Hoodless used 19th-century forensic science and described the bones as possibly belonging to a “short, stocky muscular European,” according to Jantz. The 1941 analysis described the remains belonged to a male around 5'5.5".

Earhart’s pilot’s license, however, recorded her height as 5'8" and her driver’s license as 5'7". Photos also show Earhart’s slender frame. Noonan was 6'¼."

Jantz says that the methods used by Hoodless underestimated height compared to modern techniques.

Hoodless used three criteria in his research – the ratio of the femur’s circumference to length, the angle of the femur and pelvis, and the subpubic angle, which is formed between two pelvis bones. The subpubic angle is wider in women than in men.

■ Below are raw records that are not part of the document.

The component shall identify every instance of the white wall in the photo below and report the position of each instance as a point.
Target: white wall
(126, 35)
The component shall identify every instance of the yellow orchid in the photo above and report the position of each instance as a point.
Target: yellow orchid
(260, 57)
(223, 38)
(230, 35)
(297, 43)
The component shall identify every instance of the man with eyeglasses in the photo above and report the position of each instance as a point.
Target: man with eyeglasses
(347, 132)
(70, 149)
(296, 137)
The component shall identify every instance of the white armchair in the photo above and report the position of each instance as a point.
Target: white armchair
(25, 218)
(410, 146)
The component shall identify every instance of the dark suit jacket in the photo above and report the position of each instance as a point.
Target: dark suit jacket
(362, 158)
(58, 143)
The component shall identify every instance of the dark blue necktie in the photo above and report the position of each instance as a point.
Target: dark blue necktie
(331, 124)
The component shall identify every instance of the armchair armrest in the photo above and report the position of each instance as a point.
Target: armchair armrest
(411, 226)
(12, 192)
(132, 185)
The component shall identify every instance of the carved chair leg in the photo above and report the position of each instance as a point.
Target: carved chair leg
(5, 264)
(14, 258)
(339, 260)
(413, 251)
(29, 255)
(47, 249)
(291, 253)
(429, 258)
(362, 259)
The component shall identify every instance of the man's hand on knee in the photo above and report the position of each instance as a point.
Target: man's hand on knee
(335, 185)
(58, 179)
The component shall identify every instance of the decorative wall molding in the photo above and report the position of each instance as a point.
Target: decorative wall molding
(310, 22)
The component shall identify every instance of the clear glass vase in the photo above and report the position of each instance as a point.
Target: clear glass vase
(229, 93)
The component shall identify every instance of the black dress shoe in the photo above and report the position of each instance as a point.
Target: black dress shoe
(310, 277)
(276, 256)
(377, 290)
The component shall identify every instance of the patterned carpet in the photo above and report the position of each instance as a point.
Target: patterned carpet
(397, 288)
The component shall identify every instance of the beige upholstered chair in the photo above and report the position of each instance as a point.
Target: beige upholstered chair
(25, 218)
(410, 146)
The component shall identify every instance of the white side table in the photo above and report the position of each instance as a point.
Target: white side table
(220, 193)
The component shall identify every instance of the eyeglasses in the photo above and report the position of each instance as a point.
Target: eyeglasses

Jantz says that the subpubic angle is the most reliable of Hoodless’ criteria, but even that is “subject to considerable variation, much of which was little understood in 1941.”

The scientist also compared Hoodless’ measurements to data from 2,776 other people, as well as studying photos of Earhart and her clothing measurements. “This analysis reveals that Earhart is more similar to the Nikumaroro bones than 99 percent of individuals in a large reference sample,” said Jantz. “This strongly supports the conclusion that the Nikumaroro bones belonged to Amelia Earhart.”

Jantz told Fox News that that 2,776 individuals used in the reference group were all Americans of European ancestry. They lived during the last half of the 19th century and most of the 20th century, he added.
Despite Jantz’s skepticism about the 1941 analysis of the bones, some modern scientists have backed up the Hoodless results.

While some people are convinced that Nikumaroro is Earhart’s final resting place, another theory suggests that she met her end on Mili Atoll in the Marshall Islands.